Amerikanische Wirtschaftsgeschichte von 1790-1860 Bericht (Bewertung)

Words: 495
Topic: Geschichte

Probleme und Lösungen: die US-Wirtschaft 1790-1860

Die industrielle Revolution hatte die Verkehrsinfrastruktur in den Vereinigten Staaten bis 1790 beeinflusst. Das Problem war ein zweifaches: ein unterentwickeltes Transportsystem (z. B. Straßen) und ein Mangel an Transportmitteln. Kanalsysteme und Eisenbahnen lösten vor allem das erste Problem, während die Erfindung der Dampfmaschine zu einer umfassenden Lösung des zweiten Problems führte (Heilbroner und Singer 68). Züge und andere Transportmittel waren die wichtigsten Faktoren, die zur Entwicklung der Wirtschaft des Landes zwischen 1790 und 1860 beitrugen.

In den Anfängen des Bankensystems in den Vereinigten Staaten waren die Probleme der Banken von grundlegender Bedeutung. Das erste große Problem war die völlige Politisierung der Banken, die zu Instrumenten der politischen Kräfte wurden, um bestimmte Ziele zu verfolgen. Ein weiteres Problem war das Fehlen einer einheitlichen nationalen Währung. Jede Bank gab eigene Banknoten heraus und versah sie mit ihrem eigenen Design (Heilbroner und Singer 67). Die Regierung kontrollierte nur die Ausgabe von Münzen. Die Probleme wurden wie folgt gelöst: Mehrere Staaten verabschiedeten Gesetze zum “freien Bankwesen”, um Politisierung und Korruption zu vermeiden, und die Bundesregierung übernahm wieder die Kontrolle über das Verfahren zur Gründung von Banken und führte eine einheitliche Währung ein.
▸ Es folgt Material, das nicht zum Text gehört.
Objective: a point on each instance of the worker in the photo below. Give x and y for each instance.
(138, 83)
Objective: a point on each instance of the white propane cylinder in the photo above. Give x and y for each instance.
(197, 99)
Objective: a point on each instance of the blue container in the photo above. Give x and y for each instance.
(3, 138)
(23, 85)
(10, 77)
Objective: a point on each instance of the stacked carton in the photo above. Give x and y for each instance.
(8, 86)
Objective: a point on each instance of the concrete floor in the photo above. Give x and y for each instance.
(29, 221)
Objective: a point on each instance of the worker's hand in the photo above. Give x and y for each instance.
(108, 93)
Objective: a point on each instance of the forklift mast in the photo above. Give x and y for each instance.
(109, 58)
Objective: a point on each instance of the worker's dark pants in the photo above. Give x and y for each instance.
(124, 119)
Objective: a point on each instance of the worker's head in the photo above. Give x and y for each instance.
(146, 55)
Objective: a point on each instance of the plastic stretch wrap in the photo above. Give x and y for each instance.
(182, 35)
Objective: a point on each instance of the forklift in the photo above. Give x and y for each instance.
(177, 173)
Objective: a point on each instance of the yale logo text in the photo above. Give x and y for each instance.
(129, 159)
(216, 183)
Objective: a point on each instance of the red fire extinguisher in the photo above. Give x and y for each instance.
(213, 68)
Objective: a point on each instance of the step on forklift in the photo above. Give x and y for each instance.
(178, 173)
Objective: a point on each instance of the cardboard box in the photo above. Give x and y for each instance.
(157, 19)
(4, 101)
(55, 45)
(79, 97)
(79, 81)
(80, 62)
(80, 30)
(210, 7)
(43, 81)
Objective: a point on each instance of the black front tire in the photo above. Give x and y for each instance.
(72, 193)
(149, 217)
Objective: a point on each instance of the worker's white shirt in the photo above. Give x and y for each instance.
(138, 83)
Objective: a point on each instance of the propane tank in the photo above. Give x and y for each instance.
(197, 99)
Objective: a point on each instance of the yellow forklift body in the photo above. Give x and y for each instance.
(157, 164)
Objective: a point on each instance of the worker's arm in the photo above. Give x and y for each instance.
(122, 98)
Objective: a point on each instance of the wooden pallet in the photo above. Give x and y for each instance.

Wirtschaftsgeschichtliches Konzept

Hamilton stand für die Entwicklung der amerikanischen Wirtschaft als zentralisierte und hochindustrialisierte Wirtschaft, während Jefferson die Republik mit starker Dezentralisierung und dem agrarischen Sektor der wirtschaftlichen Entwicklung befürwortete. Das zunehmende Tempo der industriellen Revolution hatte seine Vorteile für die amerikanische Wirtschaft, ebenso wie die Konzentration auf die Landwirtschaft. Die aufstrebenden Städte, neue Arbeitsplätze und das Wachstum des industriellen Potenzials der US-Wirtschaft waren die unterstützenden Argumente für die Industrialisierung in Amerika.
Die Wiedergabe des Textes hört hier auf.